天使になる為に 2縦書き表示RDF


短いですが、読んで頂けたら幸いです。感想等書いて頂けると助かります。宜しくお願いします。
天使になる為に 2
作:アクア☆


 僕はここにいるよ。いつも傍にいるよ。君の事をずっと…、ずっと見守っているから。

 毎朝通学に使う君。

 黄色い鈍行列車に毎日乗る君。友達と仲良く笑いながら話す君を乗せて僕は走る。皆を乗せて目的地まで無事送るのが僕の仕事。

 毎朝片道二時間を毎日往復する。その中で君が乗っている時間は20分。
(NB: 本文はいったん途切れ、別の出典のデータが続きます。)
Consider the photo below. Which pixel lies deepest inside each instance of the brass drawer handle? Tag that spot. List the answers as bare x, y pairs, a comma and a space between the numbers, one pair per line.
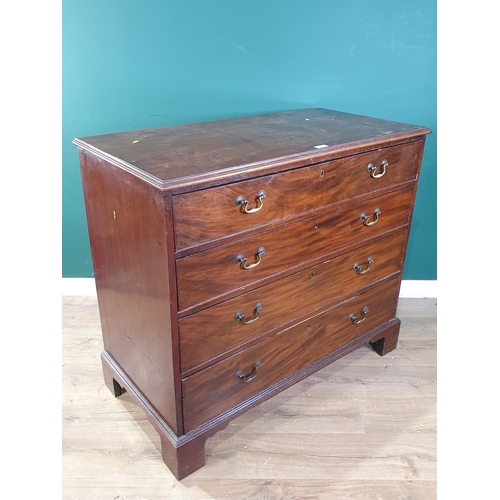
248, 378
241, 202
373, 170
365, 218
359, 269
256, 313
357, 321
258, 257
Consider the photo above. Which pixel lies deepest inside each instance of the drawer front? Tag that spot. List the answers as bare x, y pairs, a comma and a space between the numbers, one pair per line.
211, 214
218, 271
218, 329
217, 389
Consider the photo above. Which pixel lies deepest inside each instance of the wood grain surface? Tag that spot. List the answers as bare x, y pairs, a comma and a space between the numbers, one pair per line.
214, 273
211, 214
191, 154
362, 428
214, 331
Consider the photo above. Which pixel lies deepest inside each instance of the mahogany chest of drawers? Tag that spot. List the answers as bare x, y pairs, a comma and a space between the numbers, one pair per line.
234, 258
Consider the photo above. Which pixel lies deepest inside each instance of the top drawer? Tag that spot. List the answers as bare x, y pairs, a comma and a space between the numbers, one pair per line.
208, 215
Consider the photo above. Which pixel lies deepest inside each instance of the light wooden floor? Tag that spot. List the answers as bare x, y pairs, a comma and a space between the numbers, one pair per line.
362, 428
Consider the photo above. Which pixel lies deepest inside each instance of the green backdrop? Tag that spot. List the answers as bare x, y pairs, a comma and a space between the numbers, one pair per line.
132, 65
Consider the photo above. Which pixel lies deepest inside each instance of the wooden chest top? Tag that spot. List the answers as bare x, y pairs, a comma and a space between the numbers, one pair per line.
177, 157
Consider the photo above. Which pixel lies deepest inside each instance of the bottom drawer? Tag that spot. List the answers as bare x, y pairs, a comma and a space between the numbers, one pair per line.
222, 386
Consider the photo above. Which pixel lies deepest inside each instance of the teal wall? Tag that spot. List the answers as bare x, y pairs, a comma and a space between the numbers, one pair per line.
132, 65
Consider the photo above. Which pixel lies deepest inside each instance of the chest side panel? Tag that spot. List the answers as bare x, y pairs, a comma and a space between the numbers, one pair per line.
127, 229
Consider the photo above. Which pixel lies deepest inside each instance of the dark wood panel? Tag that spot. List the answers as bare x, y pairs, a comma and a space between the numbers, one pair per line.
198, 152
126, 219
215, 272
211, 214
217, 389
214, 331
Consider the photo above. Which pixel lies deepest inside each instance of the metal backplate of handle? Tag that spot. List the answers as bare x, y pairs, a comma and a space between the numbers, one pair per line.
240, 259
256, 313
241, 202
373, 169
359, 269
366, 218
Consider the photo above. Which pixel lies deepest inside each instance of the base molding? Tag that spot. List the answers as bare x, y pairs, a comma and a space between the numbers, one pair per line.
409, 288
186, 453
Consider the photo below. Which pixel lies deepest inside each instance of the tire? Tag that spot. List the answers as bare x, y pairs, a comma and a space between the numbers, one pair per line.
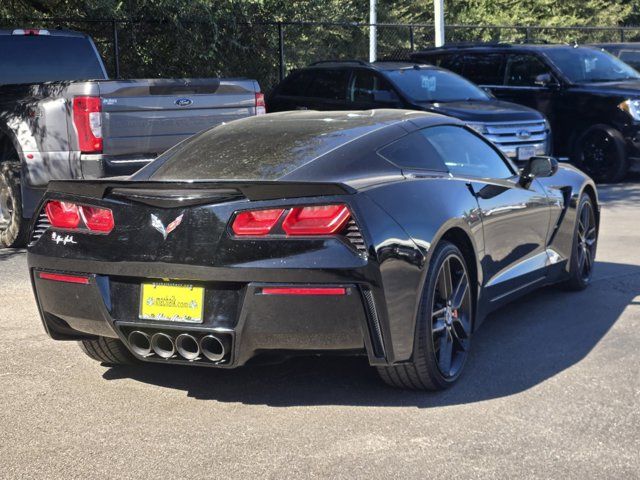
440, 327
601, 153
585, 242
110, 351
13, 228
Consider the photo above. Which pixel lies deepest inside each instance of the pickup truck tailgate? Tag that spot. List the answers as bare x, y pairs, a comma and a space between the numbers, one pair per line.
147, 117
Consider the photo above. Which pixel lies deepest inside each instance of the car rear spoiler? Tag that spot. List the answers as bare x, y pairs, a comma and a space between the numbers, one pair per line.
184, 192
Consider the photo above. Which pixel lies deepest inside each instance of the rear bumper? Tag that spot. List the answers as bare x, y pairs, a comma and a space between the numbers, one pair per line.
249, 321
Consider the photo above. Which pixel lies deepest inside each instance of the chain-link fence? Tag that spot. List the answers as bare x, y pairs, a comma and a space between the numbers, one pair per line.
266, 51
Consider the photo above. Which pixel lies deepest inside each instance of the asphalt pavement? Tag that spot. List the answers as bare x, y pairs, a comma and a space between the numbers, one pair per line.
552, 390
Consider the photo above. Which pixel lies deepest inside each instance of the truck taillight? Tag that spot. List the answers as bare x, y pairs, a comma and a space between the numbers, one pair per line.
261, 107
87, 119
313, 220
67, 215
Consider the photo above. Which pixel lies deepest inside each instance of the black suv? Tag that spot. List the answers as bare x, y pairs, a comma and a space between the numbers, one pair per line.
519, 132
591, 98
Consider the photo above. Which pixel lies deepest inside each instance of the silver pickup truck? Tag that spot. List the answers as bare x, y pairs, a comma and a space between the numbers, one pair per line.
61, 118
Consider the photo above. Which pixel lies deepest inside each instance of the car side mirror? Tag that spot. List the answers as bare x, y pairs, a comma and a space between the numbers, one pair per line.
538, 167
545, 80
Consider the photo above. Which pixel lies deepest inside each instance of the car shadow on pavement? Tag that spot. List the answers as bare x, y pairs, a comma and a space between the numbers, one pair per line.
517, 348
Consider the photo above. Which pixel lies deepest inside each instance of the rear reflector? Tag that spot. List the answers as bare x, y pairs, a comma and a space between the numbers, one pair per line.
97, 219
316, 220
304, 291
88, 122
59, 277
256, 223
261, 107
62, 214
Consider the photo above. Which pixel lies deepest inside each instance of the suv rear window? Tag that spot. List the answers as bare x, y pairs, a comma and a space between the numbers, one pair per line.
47, 58
328, 84
483, 69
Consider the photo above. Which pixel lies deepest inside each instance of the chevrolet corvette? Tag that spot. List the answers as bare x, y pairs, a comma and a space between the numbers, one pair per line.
389, 234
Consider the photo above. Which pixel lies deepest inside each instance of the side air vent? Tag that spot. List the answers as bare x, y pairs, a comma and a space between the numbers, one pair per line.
375, 332
353, 234
41, 226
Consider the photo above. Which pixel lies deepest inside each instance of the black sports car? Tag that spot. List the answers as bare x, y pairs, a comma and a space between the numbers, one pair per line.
385, 233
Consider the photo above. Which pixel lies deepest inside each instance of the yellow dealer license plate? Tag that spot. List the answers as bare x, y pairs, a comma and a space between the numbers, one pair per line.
171, 302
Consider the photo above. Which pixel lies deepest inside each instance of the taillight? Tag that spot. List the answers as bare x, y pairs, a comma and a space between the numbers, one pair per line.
298, 221
256, 222
316, 220
97, 219
88, 123
67, 215
63, 214
261, 107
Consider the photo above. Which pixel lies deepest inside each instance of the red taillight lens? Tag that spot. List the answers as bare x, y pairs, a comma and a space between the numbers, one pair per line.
97, 219
88, 122
261, 107
256, 222
62, 214
316, 220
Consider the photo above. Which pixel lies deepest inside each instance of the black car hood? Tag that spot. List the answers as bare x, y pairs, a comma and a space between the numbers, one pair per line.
626, 88
489, 111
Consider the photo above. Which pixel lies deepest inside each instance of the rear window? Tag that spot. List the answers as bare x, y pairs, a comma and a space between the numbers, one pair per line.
329, 84
36, 59
431, 85
296, 84
259, 148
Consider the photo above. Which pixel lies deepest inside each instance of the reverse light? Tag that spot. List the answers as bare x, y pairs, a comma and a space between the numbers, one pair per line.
304, 291
88, 122
62, 214
316, 220
97, 219
256, 223
61, 277
261, 107
30, 31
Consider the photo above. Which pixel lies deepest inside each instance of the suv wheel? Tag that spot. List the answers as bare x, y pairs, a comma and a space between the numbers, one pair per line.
601, 153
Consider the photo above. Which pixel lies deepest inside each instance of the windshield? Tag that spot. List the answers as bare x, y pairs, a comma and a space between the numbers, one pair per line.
431, 85
584, 65
46, 58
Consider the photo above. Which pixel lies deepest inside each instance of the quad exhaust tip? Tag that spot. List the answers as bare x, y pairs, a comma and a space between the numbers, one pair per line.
213, 348
187, 346
140, 343
162, 345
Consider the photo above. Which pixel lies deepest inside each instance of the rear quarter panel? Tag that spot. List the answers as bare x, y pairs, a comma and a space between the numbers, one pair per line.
420, 212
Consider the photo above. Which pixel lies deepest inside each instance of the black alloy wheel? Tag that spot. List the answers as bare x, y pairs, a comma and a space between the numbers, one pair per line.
450, 318
443, 326
587, 238
602, 154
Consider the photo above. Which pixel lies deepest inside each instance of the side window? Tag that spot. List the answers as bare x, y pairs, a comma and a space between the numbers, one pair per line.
296, 84
631, 57
413, 151
328, 84
367, 87
466, 154
483, 69
522, 70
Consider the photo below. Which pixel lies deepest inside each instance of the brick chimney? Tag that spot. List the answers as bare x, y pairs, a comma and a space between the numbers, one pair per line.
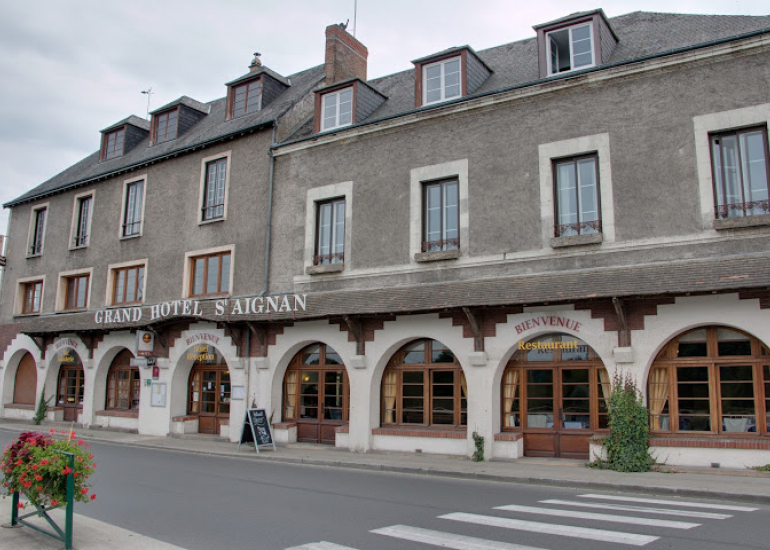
345, 56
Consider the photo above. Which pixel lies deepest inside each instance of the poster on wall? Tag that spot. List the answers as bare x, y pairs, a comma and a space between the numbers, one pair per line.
145, 342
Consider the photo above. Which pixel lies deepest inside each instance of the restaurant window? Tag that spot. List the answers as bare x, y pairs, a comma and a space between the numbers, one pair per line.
712, 380
741, 173
330, 232
165, 126
214, 190
441, 216
32, 297
123, 383
441, 80
337, 109
576, 188
424, 386
132, 213
570, 49
112, 145
37, 231
128, 285
210, 274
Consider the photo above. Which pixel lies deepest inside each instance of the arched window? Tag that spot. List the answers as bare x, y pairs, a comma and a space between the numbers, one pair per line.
123, 383
424, 385
712, 380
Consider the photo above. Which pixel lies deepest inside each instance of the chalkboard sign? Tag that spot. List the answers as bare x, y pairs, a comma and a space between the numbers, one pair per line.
256, 429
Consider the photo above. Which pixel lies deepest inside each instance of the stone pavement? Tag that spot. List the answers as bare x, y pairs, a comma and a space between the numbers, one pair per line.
722, 484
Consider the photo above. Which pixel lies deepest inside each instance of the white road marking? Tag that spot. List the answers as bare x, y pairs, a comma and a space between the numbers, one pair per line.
674, 503
446, 540
622, 508
551, 529
650, 522
323, 545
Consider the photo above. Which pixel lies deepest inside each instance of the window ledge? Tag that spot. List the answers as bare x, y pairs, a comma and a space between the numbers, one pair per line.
437, 256
412, 432
214, 220
576, 240
737, 223
321, 269
131, 413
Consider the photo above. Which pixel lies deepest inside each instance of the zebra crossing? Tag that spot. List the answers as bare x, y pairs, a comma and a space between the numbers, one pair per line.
583, 507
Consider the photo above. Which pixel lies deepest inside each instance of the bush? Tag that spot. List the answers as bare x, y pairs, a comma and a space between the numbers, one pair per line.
628, 442
33, 465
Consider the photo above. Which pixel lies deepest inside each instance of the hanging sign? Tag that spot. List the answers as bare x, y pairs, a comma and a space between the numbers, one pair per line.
256, 429
145, 342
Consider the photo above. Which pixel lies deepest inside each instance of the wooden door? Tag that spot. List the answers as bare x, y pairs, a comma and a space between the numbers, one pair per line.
25, 385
最前列の特等席だ。

 雨の日も雪の日も、君の笑顔があれば僕は頑張れた。

 でも、今日でおしまい…。

 何故なら、君は卒業。僕は新しい水色の電車と入れ替わる。

 僕の最後の仕事。君は泣きながら最後のお客様として乗ってくれた。

 思い出いっぱい…。

 君の手には卒業証書と僕の写真。一番前に座る君は泣きながら膝の上に写真を置いた。

『お兄ちゃん?今まで送ってくれてありがとね…。』

 ハンカチで涙を拭いながら静かに乗る君は…僕の妹。

 君はいつも最前列の席で外を眺めていたね。寂しそうな表情を浮かべながら…時には目に涙を浮かべ…。
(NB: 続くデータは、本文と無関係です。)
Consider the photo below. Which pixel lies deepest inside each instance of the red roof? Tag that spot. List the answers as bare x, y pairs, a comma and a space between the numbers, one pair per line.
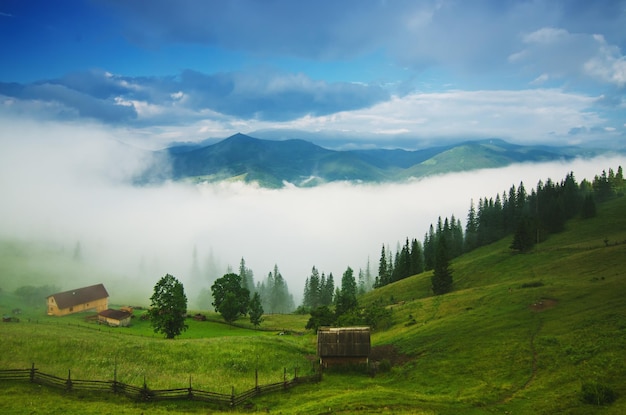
79, 296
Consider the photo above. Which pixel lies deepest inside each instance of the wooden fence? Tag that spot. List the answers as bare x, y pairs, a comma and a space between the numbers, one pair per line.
144, 393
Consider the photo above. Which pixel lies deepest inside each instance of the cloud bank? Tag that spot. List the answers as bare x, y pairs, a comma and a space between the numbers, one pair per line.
67, 185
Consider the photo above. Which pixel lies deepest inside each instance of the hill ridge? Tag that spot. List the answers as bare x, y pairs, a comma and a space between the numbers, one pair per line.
274, 163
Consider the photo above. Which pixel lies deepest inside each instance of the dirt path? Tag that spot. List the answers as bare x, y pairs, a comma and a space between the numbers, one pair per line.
533, 372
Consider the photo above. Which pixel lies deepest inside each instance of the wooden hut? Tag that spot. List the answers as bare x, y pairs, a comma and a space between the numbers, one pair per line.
115, 318
343, 345
94, 297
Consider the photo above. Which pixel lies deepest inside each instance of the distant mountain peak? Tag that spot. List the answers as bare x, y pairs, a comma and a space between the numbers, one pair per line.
272, 163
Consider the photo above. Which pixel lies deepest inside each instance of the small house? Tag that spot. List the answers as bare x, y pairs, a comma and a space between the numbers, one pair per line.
115, 318
94, 297
343, 345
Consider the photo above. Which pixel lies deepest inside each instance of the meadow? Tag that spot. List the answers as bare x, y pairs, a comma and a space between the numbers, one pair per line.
520, 333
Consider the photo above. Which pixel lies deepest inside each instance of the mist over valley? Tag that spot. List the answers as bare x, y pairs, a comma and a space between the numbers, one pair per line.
72, 215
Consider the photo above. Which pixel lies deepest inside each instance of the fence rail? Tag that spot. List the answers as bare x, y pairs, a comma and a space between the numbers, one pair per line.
144, 393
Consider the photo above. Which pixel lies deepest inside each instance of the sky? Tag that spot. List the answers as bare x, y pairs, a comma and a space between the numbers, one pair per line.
80, 81
348, 74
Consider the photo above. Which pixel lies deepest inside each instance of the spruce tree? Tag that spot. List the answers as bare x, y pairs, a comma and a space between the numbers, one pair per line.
256, 310
442, 274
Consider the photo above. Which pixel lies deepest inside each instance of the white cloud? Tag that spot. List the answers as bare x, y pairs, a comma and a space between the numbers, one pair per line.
557, 53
 僕の方こそ“ありがとね…。”僕が運転するはずだった電車…。僕の変わりに運転席に一番近い場所に座ってくれて…。お陰様で僕の夢、君を乗せて走る夢…、かなえる事が出来ました。

 終点に近づくにつれ、君は涙が止まらなくなった。

 駅に着き、君は最後まで席に座っていた。離れたくない気持ちでいっぱいだ。

 駅員さんに優しく誘導されホームへと案内される君…。電車から降りた君は、周りを気にせず泣いてしまった。
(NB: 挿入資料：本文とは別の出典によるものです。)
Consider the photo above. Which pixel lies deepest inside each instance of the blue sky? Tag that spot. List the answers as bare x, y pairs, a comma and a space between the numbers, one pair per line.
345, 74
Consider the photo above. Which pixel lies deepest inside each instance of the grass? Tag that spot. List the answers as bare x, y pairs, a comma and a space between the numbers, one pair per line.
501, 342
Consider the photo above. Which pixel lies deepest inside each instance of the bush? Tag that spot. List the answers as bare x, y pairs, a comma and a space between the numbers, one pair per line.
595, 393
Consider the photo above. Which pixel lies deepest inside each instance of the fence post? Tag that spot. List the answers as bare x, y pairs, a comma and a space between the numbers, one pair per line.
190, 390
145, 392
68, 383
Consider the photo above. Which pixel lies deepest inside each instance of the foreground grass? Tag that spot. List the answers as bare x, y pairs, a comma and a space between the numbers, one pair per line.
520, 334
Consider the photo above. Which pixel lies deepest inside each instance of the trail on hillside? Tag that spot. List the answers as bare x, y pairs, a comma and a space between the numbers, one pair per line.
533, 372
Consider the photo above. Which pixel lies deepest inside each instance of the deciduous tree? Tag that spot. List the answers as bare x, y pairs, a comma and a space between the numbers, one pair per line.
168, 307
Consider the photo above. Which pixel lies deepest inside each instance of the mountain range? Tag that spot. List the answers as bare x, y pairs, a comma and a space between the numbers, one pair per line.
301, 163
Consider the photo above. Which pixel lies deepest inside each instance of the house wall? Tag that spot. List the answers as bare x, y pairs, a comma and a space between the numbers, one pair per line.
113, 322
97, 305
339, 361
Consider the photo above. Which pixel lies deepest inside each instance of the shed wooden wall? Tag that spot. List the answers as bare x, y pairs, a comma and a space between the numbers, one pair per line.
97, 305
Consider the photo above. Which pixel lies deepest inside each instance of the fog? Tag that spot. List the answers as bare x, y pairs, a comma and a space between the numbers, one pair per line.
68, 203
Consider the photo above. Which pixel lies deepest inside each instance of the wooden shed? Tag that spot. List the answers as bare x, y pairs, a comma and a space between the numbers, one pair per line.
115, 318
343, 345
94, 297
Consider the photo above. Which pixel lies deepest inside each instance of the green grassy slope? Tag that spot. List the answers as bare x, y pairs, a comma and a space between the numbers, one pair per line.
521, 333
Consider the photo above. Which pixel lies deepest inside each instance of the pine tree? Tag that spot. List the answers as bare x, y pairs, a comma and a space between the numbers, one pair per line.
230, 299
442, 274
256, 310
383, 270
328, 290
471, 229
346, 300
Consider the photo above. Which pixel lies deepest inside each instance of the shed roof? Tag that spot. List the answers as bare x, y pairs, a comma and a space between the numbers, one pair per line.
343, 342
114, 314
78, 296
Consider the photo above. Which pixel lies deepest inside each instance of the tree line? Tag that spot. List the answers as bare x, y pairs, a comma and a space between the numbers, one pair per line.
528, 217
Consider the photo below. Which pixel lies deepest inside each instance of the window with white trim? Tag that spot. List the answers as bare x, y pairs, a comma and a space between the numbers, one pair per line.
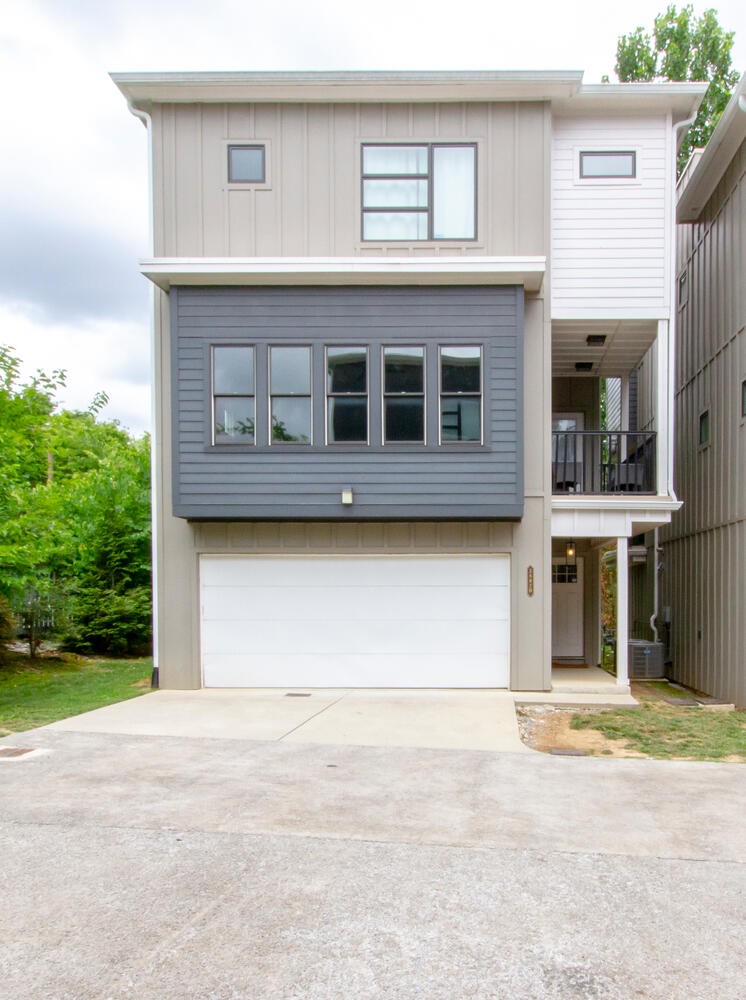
233, 395
460, 394
347, 395
604, 164
422, 191
290, 395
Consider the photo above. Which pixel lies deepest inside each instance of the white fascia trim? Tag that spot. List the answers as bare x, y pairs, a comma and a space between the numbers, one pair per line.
167, 271
634, 504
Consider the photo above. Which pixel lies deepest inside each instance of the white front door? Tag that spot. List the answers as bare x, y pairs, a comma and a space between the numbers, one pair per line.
355, 621
567, 608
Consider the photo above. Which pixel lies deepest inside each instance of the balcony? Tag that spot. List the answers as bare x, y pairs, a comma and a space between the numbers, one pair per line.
603, 462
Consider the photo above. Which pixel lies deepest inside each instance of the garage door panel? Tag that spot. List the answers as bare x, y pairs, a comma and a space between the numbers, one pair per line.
340, 638
354, 571
355, 621
357, 670
354, 603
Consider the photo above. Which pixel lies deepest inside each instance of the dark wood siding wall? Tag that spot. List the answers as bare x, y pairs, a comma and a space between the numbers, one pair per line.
391, 481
 電車は僕の気持ち…、君の気持ち…、悟った様に“プァァァン”と一緒に泣いてくれた。

 駅全体に鳴り響く…。

 これでお別れだ。僕は君に敬礼をし、電車と共に記憶の中へと消えていった。

 僕達は、君の中でずっと生き続ける。そして、見守っているからね…。